What are fatwas and muftis?
A fatwa is a legal ruling by a Muslim jurist called a mufti. Fatwas are often misunderstood to be death sentences because of the Salman Rushdie affair. But my analysis of hundreds of thousands of fatwas in online fatwa collections reveals that most rulings are about the mundane issues of daily life: how to properly worship, deal with family conflicts, maintain personal purity and operate in the modern economy while observing Islam’s prohibition on interest. In fact, the most popular fatwas on the Arabic-language fatwa collection at Islamway.com are not about violence, but about sex.
Many Muslim-majority countries have official fatwa councils. Saudi Arabia’s decision to add women to these councils is not particularly pathbreaking. There is a long, if contested, tradition of women’s authority in Islam, and women hold official religious positions in Morocco, Turkey and elsewhere. The Saudi government has no doubt examined these experiments and deemed it prudent — and harmless to their grip on power — to install women as state muftis.
Official fatwa councils are typically intended to provide Islamic legal cover for state policies, not advice on personal problems. But state policies inevitably have personal effects, and this is especially evident in countries like Saudi Arabia where acceptable behaviors for women in the private sphere are highly regulated. It is here that women can be especially useful as muftis because they are seen has having natural legitimacy to issue rulings on “women’s issues.”
Will women on fatwa councils rule in support of women’s rights?
Adding women to fatwa councils long reserved for men may seem like progress for women’s rights in Saudi Arabia. It probably is not. It is likely that the fatwas coming from female Salafi muftis will be just as restricting to women as those from their male counterparts.
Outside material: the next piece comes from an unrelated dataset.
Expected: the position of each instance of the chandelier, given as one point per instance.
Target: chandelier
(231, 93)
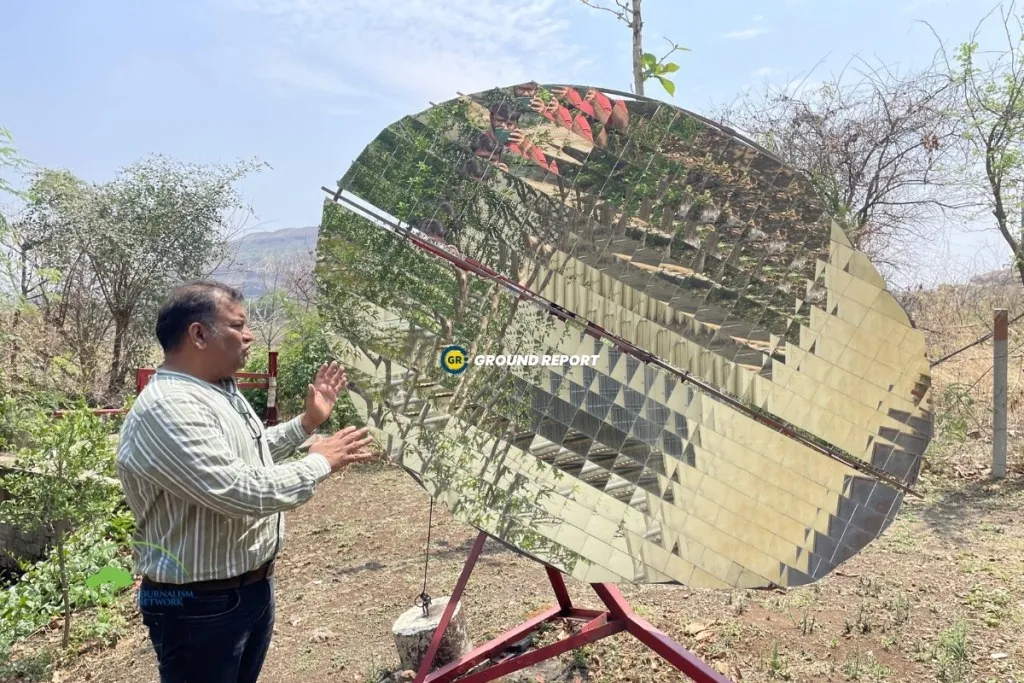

The role of women on this website is partly to write on so-called women’s issues. I find that the bulk of women’s writing is devoted to three broad topics: women, teaching Islam to youth and combating Westernizing influences in Islam. Fighting Westernization is seen as a women’s issue because Salafi norms for women’s behavior are starkly at odds with Western notions of women’s rights. And it is here that female Salafi preachers have the most to offer in rhetorical support for the patriarchal norms of Salafism. For example, female preacher Noha Katergi rails against the United Nations convention for women’s rights in documents like “The Influence of International Agreements on Local Laws and Ways of Protecting Societies from their Dangers.” Women on this website also write to oppose abortion, support norms limiting sexual consent in marriage, and minimize the existence of honor killings and other violence against women, all in the name of defending Islam from Western intrusion.
How women can legitimize the patriarchal status quo
This is a key reason women are permitted some religious authority in a patriarchal movement like Salafism. They are uniquely qualified to make arguments of the form “I’m a woman, and I don’t want the West’s so-called ‘women’s rights.’” Giving these women more authority will not lead to a flowering of women’s rights in the kingdom.
Though the identities of the female muftis haven’t been announced, they will probably be those who uphold what some call the “patriarchal bargain” of Saudi society: Women carve out spheres of influence in society for themselves by offering their efforts to uphold a broader system of societal patriarchy. The price for a seat at the table is often that women must prove themselves to be even more hard line than their male counterparts.
Those in the West who are eager for signs of genuine liberalization in Saudi Arabia will probably be disappointed by the appointment of female jurists. These new jurists are as likely to oppose women’s rights as to support them.